From Data Heterogeneity to Convergence: A Data-Centric Review of Federated Learning

Federated Learning (FL) has emerged as a promising solution for data hunger in centralized learning. This paradigm enables privacy with multiple clients to train a shared-task model collaboratively without exposing their local data. While being a key component in any learning system, data is also a primary source of vulnerabilities and challenges, and a major determinant of a stable and well-converged training. Existing FL reviews describe general foundations, security practices, opportunities, challenges, and applications, without delving into diverse aspects of data and considering problems from the data perspective. They rarely provide a data-lens synthesis that links concrete data properties, split protocols, and defenses to convergence speed and stability. This survey fills that gap with three advances. First, we analyze non-IID into measurable traits and rank their influence on convergence as strong, medium, or light, explaining the mechanisms behind each and reconciling evidence across images, texts, and graphs. Second, we connect experimental splitting practices to the real phenomena they emulate, expose the artifacts they introduce, and show how those artifacts affect target accuracy. Third, we analyze how data-related vulnerabilities and their proposed defenses affect convergence, reporting performance under clean and adversarial conditions to make the convergence-robustness trade-off explicit. To our knowledge, this is the first survey to provide a complete understanding of data-related challenges that govern FL. With clear takeaways distilled for each concern, our work serves as actionable guidance, helping practitioners design their system with predictable convergence and stability.
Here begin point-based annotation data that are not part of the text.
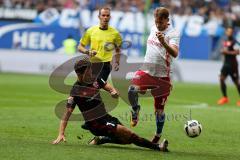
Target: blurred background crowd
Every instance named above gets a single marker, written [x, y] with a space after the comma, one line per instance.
[224, 11]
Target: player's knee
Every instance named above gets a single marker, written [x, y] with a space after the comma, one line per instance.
[132, 89]
[101, 82]
[160, 115]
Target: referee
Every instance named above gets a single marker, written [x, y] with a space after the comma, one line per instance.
[103, 41]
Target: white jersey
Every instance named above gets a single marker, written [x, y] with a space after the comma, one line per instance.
[157, 61]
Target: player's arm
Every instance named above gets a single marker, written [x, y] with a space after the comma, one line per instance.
[63, 125]
[171, 49]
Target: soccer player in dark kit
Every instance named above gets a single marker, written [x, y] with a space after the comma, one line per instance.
[230, 65]
[107, 129]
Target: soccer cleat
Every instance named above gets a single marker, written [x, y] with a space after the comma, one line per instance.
[156, 139]
[135, 116]
[223, 100]
[238, 103]
[163, 146]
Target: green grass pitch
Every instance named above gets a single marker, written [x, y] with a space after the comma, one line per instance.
[28, 124]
翻译：联邦学习（FL）已成为解决集中学习中数据匮乏问题的有前景方案。该范式允许多个客户端在保护隐私的前提下，协同训练共享任务模型而无需暴露本地数据。作为任何学习系统的关键组成部分，数据既是脆弱性与挑战的主要来源，也是稳定且良好收敛训练过程的主要决定因素。现有FL综述描述了通用基础、安全实践、机遇、挑战和应用，但未深入探讨数据的多方面特性，也未从数据视角审视问题。这类综述很少提供一种将具体数据属性、分割协议与防御机制同收敛速度与稳定性相关联的数据透镜式综合。本综述通过三大进展填补这一空白。首先，我们将非独立同分布分解为可量化特征，并按其对收敛的影响程度划分为强、中、弱三级，阐明每种影响背后的机制，并调和图像、文本和图形领域中的证据。第二，我们将实验性数据分割实践与实际模拟的现象联系起来，揭示其引入的人为痕迹，并展示这些痕迹如何影响目标精度。第三，我们分析数据相关脆弱性及其所提防御机制对收敛的影响，报告在干净与对抗条件下的性能，以明确收敛-鲁棒性的权衡。据我们所知，这是首篇全面理解制约FL的数据相关挑战的综述。通过为每个关注点提炼出清晰的结论，我们的工作可作为可操作的指南，帮助从业者设计具有可预测收敛性与稳定性的系统。